The terms used here are the same as described above.

The cosmetic composition of the present invention can be prepared in the form of a general emulsified formulation and solubilized formulation. Cosmetics in emulsified formulations include nutritious lotions, creams, and essences, and cosmetics in solubilized formulations include flexible lotions. Suitable cosmetic formulations include, for example, solutions, gels, solid or pasty anhydrous products, emulsions obtained by dispersing the oil phase in the water phase, suspensions, microemulsions, microcapsules, microgranules or vesicles of ionic (liposome) or non-ionic form. It may be provided in the form of a dispersant, cream, skin, lotion, powder, ointment, spray or concealer stick. Additionally, it can be prepared in the form of foam or in the form of an aerosol composition further containing compressed propellant.
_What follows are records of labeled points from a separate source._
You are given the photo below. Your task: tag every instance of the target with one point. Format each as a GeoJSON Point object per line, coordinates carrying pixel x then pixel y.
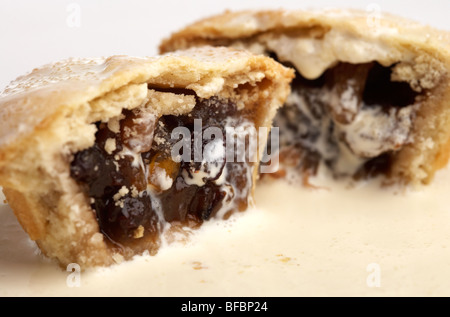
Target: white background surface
{"type": "Point", "coordinates": [37, 32]}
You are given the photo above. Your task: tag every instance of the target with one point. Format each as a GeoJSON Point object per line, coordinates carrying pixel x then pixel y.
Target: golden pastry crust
{"type": "Point", "coordinates": [422, 54]}
{"type": "Point", "coordinates": [48, 115]}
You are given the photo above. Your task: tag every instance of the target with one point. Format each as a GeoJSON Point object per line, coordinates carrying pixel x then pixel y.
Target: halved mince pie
{"type": "Point", "coordinates": [100, 157]}
{"type": "Point", "coordinates": [371, 94]}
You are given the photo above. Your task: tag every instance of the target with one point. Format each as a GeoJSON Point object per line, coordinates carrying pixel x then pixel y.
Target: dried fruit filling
{"type": "Point", "coordinates": [353, 118]}
{"type": "Point", "coordinates": [137, 186]}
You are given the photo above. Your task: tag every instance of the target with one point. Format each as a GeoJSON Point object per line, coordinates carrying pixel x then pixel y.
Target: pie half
{"type": "Point", "coordinates": [371, 94]}
{"type": "Point", "coordinates": [87, 148]}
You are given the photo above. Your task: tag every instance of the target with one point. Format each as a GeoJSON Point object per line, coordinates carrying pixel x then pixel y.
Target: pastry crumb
{"type": "Point", "coordinates": [110, 145]}
{"type": "Point", "coordinates": [118, 258]}
{"type": "Point", "coordinates": [139, 232]}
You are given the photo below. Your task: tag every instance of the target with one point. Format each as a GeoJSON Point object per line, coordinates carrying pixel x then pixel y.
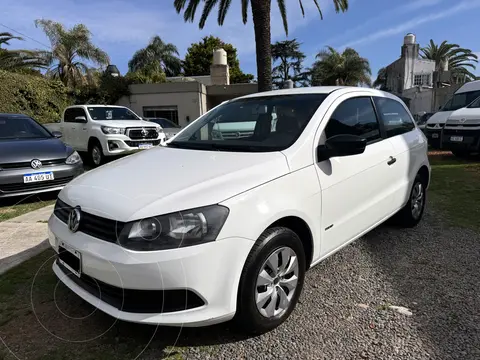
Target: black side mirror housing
{"type": "Point", "coordinates": [57, 134]}
{"type": "Point", "coordinates": [341, 145]}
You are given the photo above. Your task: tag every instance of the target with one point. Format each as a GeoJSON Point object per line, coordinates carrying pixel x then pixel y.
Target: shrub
{"type": "Point", "coordinates": [35, 96]}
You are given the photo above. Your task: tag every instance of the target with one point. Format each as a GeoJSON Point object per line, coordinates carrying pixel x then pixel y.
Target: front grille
{"type": "Point", "coordinates": [93, 225]}
{"type": "Point", "coordinates": [142, 133]}
{"type": "Point", "coordinates": [137, 301]}
{"type": "Point", "coordinates": [35, 186]}
{"type": "Point", "coordinates": [136, 143]}
{"type": "Point", "coordinates": [22, 165]}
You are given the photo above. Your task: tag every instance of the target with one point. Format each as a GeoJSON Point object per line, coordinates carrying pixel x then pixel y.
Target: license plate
{"type": "Point", "coordinates": [145, 146]}
{"type": "Point", "coordinates": [37, 177]}
{"type": "Point", "coordinates": [70, 258]}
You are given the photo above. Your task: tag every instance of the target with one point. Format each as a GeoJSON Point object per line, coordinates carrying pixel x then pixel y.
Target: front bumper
{"type": "Point", "coordinates": [209, 272]}
{"type": "Point", "coordinates": [11, 180]}
{"type": "Point", "coordinates": [470, 139]}
{"type": "Point", "coordinates": [120, 144]}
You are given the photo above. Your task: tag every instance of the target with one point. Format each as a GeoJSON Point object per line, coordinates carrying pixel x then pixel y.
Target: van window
{"type": "Point", "coordinates": [461, 100]}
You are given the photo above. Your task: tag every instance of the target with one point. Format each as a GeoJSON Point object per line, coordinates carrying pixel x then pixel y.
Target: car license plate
{"type": "Point", "coordinates": [37, 177]}
{"type": "Point", "coordinates": [145, 146]}
{"type": "Point", "coordinates": [70, 258]}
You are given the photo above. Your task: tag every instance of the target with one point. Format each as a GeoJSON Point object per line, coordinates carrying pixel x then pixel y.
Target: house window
{"type": "Point", "coordinates": [421, 79]}
{"type": "Point", "coordinates": [166, 112]}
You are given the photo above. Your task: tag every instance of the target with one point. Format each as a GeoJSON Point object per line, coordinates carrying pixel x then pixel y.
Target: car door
{"type": "Point", "coordinates": [82, 134]}
{"type": "Point", "coordinates": [408, 144]}
{"type": "Point", "coordinates": [357, 190]}
{"type": "Point", "coordinates": [67, 127]}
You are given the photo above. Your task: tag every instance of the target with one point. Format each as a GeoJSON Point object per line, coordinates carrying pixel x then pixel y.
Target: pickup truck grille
{"type": "Point", "coordinates": [93, 225]}
{"type": "Point", "coordinates": [142, 133]}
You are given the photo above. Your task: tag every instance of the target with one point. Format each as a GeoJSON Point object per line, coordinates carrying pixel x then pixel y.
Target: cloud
{"type": "Point", "coordinates": [409, 25]}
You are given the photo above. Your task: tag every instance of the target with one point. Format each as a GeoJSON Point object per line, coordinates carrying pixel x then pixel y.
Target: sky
{"type": "Point", "coordinates": [375, 28]}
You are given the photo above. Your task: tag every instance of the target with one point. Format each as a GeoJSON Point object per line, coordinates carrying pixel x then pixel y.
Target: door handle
{"type": "Point", "coordinates": [391, 161]}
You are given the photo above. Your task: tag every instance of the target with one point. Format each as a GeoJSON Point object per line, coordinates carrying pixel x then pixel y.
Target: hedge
{"type": "Point", "coordinates": [35, 96]}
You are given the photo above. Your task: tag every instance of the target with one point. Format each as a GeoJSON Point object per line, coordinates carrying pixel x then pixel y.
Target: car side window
{"type": "Point", "coordinates": [69, 115]}
{"type": "Point", "coordinates": [355, 116]}
{"type": "Point", "coordinates": [395, 118]}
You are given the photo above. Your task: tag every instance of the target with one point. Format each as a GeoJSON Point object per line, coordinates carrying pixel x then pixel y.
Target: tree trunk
{"type": "Point", "coordinates": [261, 24]}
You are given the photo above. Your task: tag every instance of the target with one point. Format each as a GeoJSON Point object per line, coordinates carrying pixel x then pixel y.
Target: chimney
{"type": "Point", "coordinates": [219, 71]}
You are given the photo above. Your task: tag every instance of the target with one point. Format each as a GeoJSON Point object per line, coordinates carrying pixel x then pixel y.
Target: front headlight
{"type": "Point", "coordinates": [74, 158]}
{"type": "Point", "coordinates": [175, 230]}
{"type": "Point", "coordinates": [113, 131]}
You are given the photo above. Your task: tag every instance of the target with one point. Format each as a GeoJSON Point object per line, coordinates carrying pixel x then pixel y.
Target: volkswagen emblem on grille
{"type": "Point", "coordinates": [36, 164]}
{"type": "Point", "coordinates": [74, 219]}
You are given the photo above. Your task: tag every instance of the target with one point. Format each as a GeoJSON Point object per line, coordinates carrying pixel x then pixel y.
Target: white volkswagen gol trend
{"type": "Point", "coordinates": [207, 228]}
In addition to the active ingredients of the present invention, the cosmetic composition further contains fatty substances, organic solvents, solubilizers, thickeners and gelling agents, softeners, antioxidants, suspending agents, stabilizers, foaming agents, fragrances, surfactants, Commonly used in water, ionic or non-ionic emulsifiers, fillers, sequestering and chelating agents, preservatives, vitamins, blocking agents, wetting agents, essential oils, dyes, pigments, hydrophilic or lipophilic actives, lipid vesicles or in cosmetics. It may contain auxiliaries commonly used in the cosmetic field, such as any other ingredients.

The fraction prepared from the perilla extract of the present invention or the compound isolated therefrom contains inflammatory cytokines, interleukin-1β (IL-1β) and tumor necrosis factor-α (TNF-α). Since it is a safe substance that inhibits the production or secretion of and is not cytotoxic, it can be usefully used in cosmetic compositions for preventing or improving inflammatory diseases.

In another aspect, the present invention relates to a method for preventing or treating inflammatory diseases, comprising administering a pharmaceutical composition containing a fraction of Physalis alkekengi extract or a compound isolated therefrom as an active ingredient. .

The terms used here are the same as described above.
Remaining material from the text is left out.